Principle:NVIDIA NeMo Curator Text Deduplication
| Knowledge Sources | |
|---|---|
| Domains | Data_Curation, NLP, Deduplication |
| Last Updated | 2026-02-14 17:00 GMT |
Overview
Technique for identifying and removing duplicate or near-duplicate text documents from large-scale corpora to improve language model training data quality.
Description
Text Deduplication addresses the well-documented problem that duplicate content in training data leads to memorization, reduced generalization, and wasted compute. NeMo Curator provides three deduplication strategies: Exact Deduplication (hash-based identification), Fuzzy Deduplication (MinHash + LSH for near-duplicate detection), and Text Duplicates Removal (removing identified duplicates from the dataset). These can be composed as workflow objects that orchestrate multi-stage GPU-accelerated pipelines.
Usage
Use text deduplication as the final filtering step before data export. Apply exact deduplication first (cheaper, catches verbatim copies), then fuzzy deduplication (catches near-duplicates with minor edits). For large-scale datasets, the GPU-accelerated fuzzy deduplication pipeline with RAPIDS cuDF is recommended.
Theoretical Basis
Text deduplication strategies:
Exact Deduplication:
- Hash each document (e.g., MD5/SHA-256 of normalized text)

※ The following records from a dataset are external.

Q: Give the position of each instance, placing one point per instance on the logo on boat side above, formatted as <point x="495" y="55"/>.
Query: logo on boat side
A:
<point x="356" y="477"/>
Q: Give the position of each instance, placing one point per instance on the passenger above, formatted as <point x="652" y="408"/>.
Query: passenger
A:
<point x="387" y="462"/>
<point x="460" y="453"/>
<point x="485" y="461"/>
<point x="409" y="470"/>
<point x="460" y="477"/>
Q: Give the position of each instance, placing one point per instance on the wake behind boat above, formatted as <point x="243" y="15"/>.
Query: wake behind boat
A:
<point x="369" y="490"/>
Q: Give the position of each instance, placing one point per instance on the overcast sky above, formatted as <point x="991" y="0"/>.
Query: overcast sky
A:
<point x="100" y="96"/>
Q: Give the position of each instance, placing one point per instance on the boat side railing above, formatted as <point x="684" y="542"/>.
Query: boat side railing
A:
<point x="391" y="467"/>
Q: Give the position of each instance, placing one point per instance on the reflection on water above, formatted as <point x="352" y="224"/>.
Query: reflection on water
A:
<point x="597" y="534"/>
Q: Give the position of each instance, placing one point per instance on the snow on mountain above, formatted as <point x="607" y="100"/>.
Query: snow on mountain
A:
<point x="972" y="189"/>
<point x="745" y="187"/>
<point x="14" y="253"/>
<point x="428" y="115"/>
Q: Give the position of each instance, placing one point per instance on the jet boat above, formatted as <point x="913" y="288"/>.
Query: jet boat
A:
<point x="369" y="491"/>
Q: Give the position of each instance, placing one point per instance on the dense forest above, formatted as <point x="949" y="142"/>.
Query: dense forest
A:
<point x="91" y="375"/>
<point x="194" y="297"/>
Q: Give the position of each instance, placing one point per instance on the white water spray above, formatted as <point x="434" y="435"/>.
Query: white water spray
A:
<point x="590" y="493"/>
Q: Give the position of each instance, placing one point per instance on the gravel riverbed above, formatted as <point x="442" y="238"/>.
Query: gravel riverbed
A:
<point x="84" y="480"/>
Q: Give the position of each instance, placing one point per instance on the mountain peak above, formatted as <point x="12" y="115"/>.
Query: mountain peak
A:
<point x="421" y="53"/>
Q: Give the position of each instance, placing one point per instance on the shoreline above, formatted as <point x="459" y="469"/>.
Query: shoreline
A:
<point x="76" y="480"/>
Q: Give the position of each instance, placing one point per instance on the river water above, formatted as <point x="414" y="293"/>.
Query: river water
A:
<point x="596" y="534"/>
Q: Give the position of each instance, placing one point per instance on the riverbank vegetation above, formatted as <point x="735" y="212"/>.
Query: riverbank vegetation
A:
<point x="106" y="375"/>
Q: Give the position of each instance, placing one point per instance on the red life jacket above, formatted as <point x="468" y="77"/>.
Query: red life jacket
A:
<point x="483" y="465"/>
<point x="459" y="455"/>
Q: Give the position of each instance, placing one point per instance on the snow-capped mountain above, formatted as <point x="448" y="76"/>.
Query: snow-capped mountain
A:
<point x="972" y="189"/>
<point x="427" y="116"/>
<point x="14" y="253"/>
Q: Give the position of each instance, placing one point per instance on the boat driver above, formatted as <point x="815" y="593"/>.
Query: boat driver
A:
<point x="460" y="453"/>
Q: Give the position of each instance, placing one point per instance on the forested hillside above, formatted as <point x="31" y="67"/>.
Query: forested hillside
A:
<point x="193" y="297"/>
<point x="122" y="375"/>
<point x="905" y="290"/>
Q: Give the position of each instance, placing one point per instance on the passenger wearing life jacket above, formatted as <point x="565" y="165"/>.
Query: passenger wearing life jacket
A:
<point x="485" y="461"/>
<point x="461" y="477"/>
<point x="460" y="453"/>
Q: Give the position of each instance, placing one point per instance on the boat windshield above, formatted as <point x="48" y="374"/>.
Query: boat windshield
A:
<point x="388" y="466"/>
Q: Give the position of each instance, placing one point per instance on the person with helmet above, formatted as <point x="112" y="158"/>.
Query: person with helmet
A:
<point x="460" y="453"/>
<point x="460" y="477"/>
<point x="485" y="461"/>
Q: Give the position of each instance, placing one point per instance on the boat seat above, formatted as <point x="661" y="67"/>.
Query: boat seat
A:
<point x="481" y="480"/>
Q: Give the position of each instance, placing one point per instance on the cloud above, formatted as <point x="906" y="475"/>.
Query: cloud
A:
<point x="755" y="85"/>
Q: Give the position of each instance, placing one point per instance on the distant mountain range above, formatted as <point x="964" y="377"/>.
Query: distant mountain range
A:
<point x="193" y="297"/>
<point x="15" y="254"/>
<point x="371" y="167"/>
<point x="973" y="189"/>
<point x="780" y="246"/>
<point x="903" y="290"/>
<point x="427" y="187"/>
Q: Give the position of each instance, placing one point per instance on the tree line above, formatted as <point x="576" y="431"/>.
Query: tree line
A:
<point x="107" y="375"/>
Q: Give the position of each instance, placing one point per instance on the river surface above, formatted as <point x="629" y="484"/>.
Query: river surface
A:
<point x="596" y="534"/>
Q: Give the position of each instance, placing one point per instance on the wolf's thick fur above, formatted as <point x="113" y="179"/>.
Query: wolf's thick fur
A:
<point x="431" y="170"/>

- Documents with identical hashes are exact duplicates
- Use connected components to group duplicate clusters
Fuzzy Deduplication:
- Compute MinHash signatures from character n-gram shingles
- Apply Locality-Sensitive Hashing (LSH) to group similar documents into buckets
- Convert buckets to edge pairs and find connected components
- Select one representative per component
Pseudo-code:
# Abstract deduplication
def deduplicate(documents, method="fuzzy"):
if method == "exact":
hashes = {doc.id: hash(doc.text) for doc in documents}
duplicates = find_identical_hashes(hashes)
elif method == "fuzzy":
signatures = compute_minhash(documents, num_hashes=260)
buckets = lsh(signatures, num_bands=20, hashes_per_band=13)
edges = buckets_to_edges(buckets)
components = connected_components(edges)
duplicates = identify_duplicates(components)
return remove_duplicates(documents, duplicates)